A New Year’s coming!

It’s hard to believe that we’re almost to Chinese New Year’s Day again. The year slipped by so quickly! I hope you all had a productive and prosperous year of the Rooster. It was a wonderful year for me, as you might have noticed on my books tab: the third book in my Mei-hua trilogy, Trapped, was nominated for an Agatha Award and for a Silver Falchion Award. Both are great honors.

 

While I don’t know everything this new year of the Dog will bring, one thing for sure is that I am coming out with a new early Ming Dynasty series. The first novel is Deadly Relations.

Deadly Relations launches on—you guessed it—February 16th, Chinese New Year’s Day. I hope the new protagonists are as popular with you as Mei-hua is. I think of this new venture as the Itinerant Scholar series–even through there are two protagonists—one male and one female.

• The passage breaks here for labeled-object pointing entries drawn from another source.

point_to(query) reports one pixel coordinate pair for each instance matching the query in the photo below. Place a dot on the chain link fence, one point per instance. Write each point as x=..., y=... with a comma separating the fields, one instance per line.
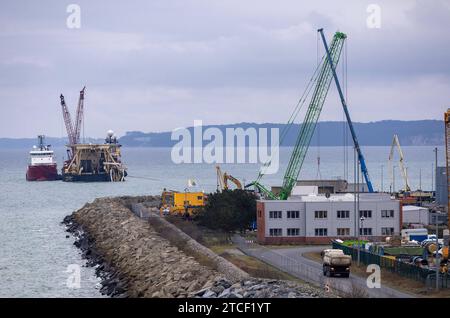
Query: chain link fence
x=308, y=273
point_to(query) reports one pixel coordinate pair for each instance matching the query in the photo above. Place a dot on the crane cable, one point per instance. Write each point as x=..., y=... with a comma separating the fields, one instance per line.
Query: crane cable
x=294, y=114
x=318, y=175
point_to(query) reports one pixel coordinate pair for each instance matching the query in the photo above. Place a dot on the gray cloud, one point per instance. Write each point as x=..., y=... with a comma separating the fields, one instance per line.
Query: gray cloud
x=157, y=65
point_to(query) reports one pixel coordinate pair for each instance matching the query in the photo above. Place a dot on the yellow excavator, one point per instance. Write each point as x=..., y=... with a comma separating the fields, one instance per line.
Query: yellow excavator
x=223, y=178
x=396, y=142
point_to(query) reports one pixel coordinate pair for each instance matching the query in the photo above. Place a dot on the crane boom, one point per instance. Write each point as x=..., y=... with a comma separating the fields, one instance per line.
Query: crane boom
x=67, y=121
x=361, y=159
x=321, y=88
x=396, y=142
x=79, y=116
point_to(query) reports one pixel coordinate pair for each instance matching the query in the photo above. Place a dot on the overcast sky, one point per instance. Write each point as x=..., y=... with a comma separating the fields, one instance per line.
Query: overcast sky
x=156, y=65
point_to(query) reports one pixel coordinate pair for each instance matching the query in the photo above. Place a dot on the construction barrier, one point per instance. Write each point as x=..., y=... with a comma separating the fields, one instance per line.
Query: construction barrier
x=401, y=268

Why one male and one female? Because although Imperial China was definitely diverse socially and culturally, the genders were very much separated from each other in their everyday life. For my story, that meant it would be very difficult for a man to be able to find out first-hand what was going on in the women’s world and visa-versa. It would also be quite difficult for a woman to fully penetrate the men’s domain. To overcome this problem, I decided to have a team of two: Shu-chang, a young itinerant scholar, and Xiang-hua, a young women’s doctor.

 

Both characters are fictional, yet either could have actually existed in late 14th century China. In fact, Xiang-hua is modeled after Tan Yunxian, an accomplished female doctor who really lived during the Ming Dynasty. Tan also wrote the only book ever published by a female doctor in which she described her patients and the medical applications she used to treat their problems. Her book has been especially helpful to me in developing  Xiang-hua, as a character, as well as suggesting what her family might have been like. These are the kind of resources that are gold to an author.

 

If you’re interested in a translation of Tan Yunxian’s book, check out Miscellaneous Records of a Female Doctor translated by Lorraine Wilcox with Yue Lu.